II.                      La décision sur réclamation de l'Administration cantonale des impôts du 29 mai 2019 est confirmée, en tant qu'elle porte sur le volet "taxation et rappel d'impôt".

III.                    L'arrêt est rendu sans frais, ni allocation de dépens.

Lausanne, le 23 juin 2020

 

Le président:                                                                                             Le greffier:


                                                                                                                 

Le présent arrêt est communiqué aux destinataires de l'avis d'envoi ci-joint.

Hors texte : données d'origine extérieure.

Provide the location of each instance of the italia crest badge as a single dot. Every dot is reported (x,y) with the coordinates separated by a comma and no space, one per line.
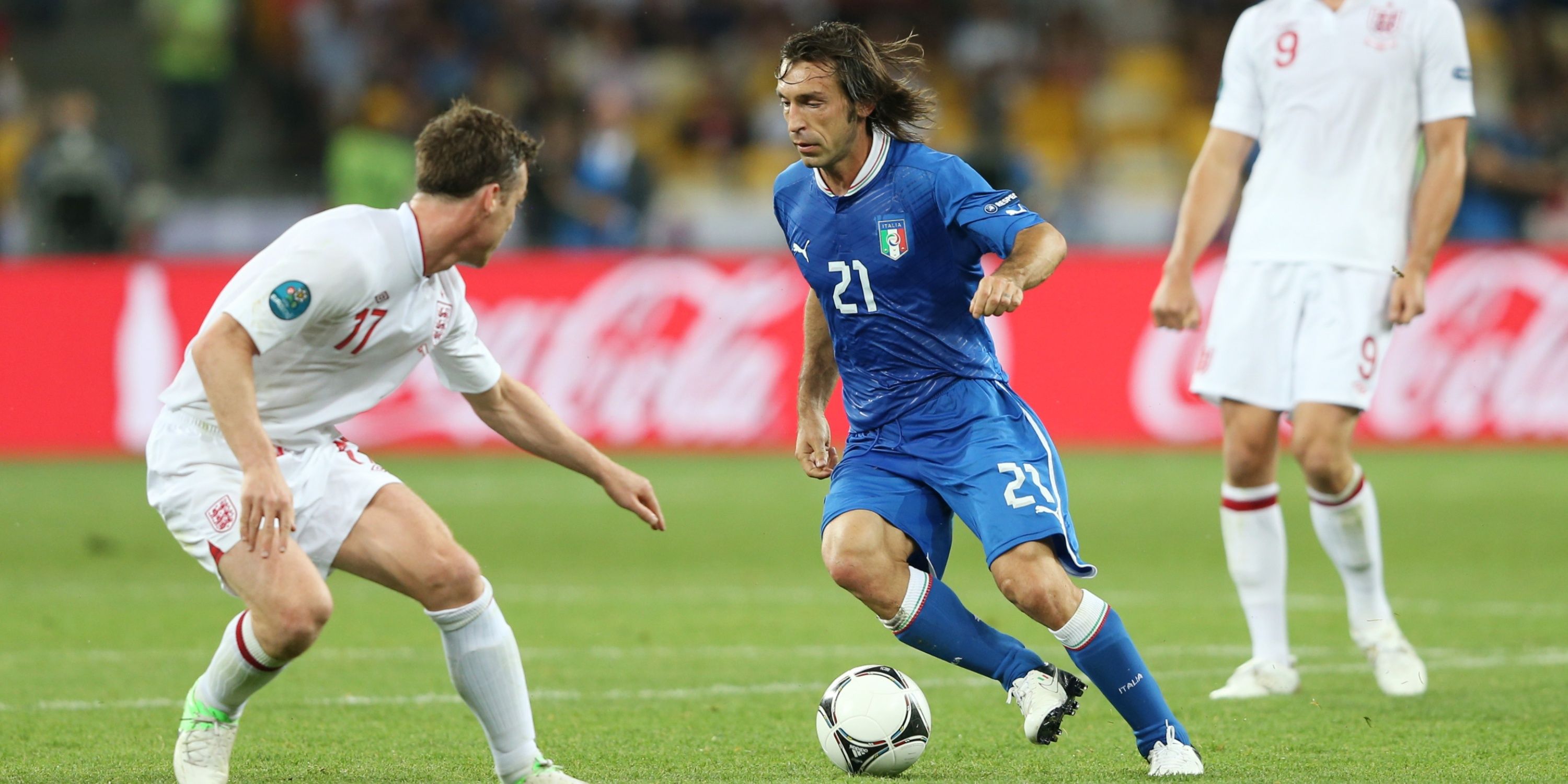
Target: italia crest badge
(893,236)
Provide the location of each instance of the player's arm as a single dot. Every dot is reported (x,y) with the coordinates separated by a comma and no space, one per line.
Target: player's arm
(1037,251)
(1211,190)
(817,374)
(223,356)
(523,418)
(1437,201)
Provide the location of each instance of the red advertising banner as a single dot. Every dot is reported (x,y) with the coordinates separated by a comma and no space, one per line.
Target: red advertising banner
(675,352)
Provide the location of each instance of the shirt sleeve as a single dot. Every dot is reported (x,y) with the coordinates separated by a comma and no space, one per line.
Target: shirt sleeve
(1241,102)
(463,361)
(302,289)
(1445,66)
(993,218)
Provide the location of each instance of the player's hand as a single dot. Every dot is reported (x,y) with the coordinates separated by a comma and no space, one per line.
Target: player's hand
(1407,298)
(634,493)
(996,295)
(1175,305)
(266,510)
(814,447)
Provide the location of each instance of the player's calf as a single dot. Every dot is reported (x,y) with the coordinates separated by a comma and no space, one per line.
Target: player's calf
(1095,639)
(869,559)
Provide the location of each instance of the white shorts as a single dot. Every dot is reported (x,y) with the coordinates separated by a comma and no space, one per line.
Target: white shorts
(1283,335)
(193,480)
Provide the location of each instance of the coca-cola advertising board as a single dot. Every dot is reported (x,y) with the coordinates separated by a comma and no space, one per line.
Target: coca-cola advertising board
(701,352)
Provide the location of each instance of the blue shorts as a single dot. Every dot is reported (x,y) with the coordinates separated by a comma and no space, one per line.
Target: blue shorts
(974,449)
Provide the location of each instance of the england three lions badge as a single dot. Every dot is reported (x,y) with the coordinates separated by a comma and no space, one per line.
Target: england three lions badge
(893,236)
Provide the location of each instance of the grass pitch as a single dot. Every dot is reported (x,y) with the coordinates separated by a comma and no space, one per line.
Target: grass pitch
(700,654)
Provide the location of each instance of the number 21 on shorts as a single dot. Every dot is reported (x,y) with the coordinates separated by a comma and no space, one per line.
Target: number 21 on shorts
(1010,494)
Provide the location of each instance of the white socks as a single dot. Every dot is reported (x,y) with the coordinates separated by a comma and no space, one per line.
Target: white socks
(237,670)
(1084,625)
(1347,527)
(913,601)
(1253,532)
(483,661)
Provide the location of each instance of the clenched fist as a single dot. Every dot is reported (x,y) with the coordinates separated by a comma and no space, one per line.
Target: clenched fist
(1175,305)
(996,295)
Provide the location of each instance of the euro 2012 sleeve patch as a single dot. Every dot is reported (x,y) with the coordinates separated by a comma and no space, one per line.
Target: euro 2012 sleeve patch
(289,300)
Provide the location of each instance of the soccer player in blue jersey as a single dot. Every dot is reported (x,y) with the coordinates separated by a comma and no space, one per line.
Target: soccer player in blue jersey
(890,236)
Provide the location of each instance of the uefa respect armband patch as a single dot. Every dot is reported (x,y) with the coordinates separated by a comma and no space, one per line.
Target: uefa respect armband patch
(289,300)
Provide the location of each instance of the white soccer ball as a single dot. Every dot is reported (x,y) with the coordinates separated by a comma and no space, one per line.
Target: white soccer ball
(874,720)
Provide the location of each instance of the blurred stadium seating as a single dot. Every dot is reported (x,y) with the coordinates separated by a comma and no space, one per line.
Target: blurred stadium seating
(217,123)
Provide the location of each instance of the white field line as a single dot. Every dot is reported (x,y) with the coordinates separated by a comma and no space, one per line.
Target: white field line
(645,653)
(794,596)
(1537,658)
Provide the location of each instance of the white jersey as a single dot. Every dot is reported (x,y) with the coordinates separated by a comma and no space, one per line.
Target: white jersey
(1336,102)
(342,311)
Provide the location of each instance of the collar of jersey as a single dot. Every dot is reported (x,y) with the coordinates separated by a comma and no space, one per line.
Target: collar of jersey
(413,240)
(869,170)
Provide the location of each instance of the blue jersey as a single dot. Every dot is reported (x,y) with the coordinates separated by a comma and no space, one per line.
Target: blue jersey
(896,262)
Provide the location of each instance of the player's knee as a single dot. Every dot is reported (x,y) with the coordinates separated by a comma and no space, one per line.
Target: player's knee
(449,579)
(1324,463)
(298,625)
(855,573)
(1249,460)
(1039,598)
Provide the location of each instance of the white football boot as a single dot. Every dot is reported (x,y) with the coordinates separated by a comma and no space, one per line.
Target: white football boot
(1173,758)
(545,772)
(201,753)
(1046,697)
(1260,678)
(1394,662)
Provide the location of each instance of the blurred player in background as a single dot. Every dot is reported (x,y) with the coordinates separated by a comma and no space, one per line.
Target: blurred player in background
(890,236)
(314,330)
(1327,256)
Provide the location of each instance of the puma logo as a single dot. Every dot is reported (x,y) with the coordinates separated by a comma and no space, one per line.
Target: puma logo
(1128,687)
(802,250)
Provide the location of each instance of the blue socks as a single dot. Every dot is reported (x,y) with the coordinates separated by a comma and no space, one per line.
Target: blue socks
(1101,650)
(932,620)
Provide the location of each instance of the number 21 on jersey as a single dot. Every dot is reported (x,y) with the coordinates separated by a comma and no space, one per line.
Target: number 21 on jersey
(846,269)
(1010,494)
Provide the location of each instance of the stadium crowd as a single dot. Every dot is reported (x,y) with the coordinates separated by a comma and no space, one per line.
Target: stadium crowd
(659,117)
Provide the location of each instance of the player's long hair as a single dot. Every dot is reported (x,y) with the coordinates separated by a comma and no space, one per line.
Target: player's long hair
(869,73)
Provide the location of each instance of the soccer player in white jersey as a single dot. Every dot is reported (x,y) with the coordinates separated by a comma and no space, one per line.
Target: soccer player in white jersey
(1330,250)
(251,476)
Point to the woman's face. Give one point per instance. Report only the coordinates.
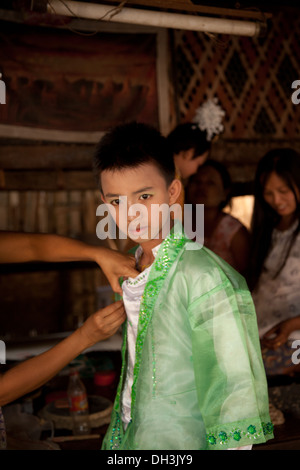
(279, 195)
(206, 187)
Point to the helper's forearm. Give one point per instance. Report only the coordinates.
(22, 247)
(33, 373)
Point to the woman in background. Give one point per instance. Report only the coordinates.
(275, 256)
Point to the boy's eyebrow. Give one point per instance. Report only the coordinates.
(135, 192)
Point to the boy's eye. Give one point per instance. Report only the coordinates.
(115, 202)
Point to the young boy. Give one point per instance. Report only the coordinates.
(192, 374)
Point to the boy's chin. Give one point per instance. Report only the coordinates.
(143, 236)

Il peut faire l'objet, dans les trente jours suivant sa notification, d'un recours au Tribunal fédéral (Tribunal fédéral suisse, 1000 Lausanne 14). Le recours en matière de droit public s'exerce aux conditions des articles 82 ss de la loi du 17 juin 2005 sur le Tribunal fédéral (LTF - RS 173.110), le recours constitutionnel subsidiaire à celles des articles 113 ss LTF. Le mémoire de recours doit être rédigé dans une langue officielle, indiquer les conclusions, les motifs et les moyens de preuve, et être signé. Les motifs doivent exposer succinctement en quoi l'acte attaqué viole le droit. Les pièces invoquées comme moyens de preuve doivent être jointes au mémoire, pour autant qu'elles soient en mains de la partie; il en va de même de la décision attaquée.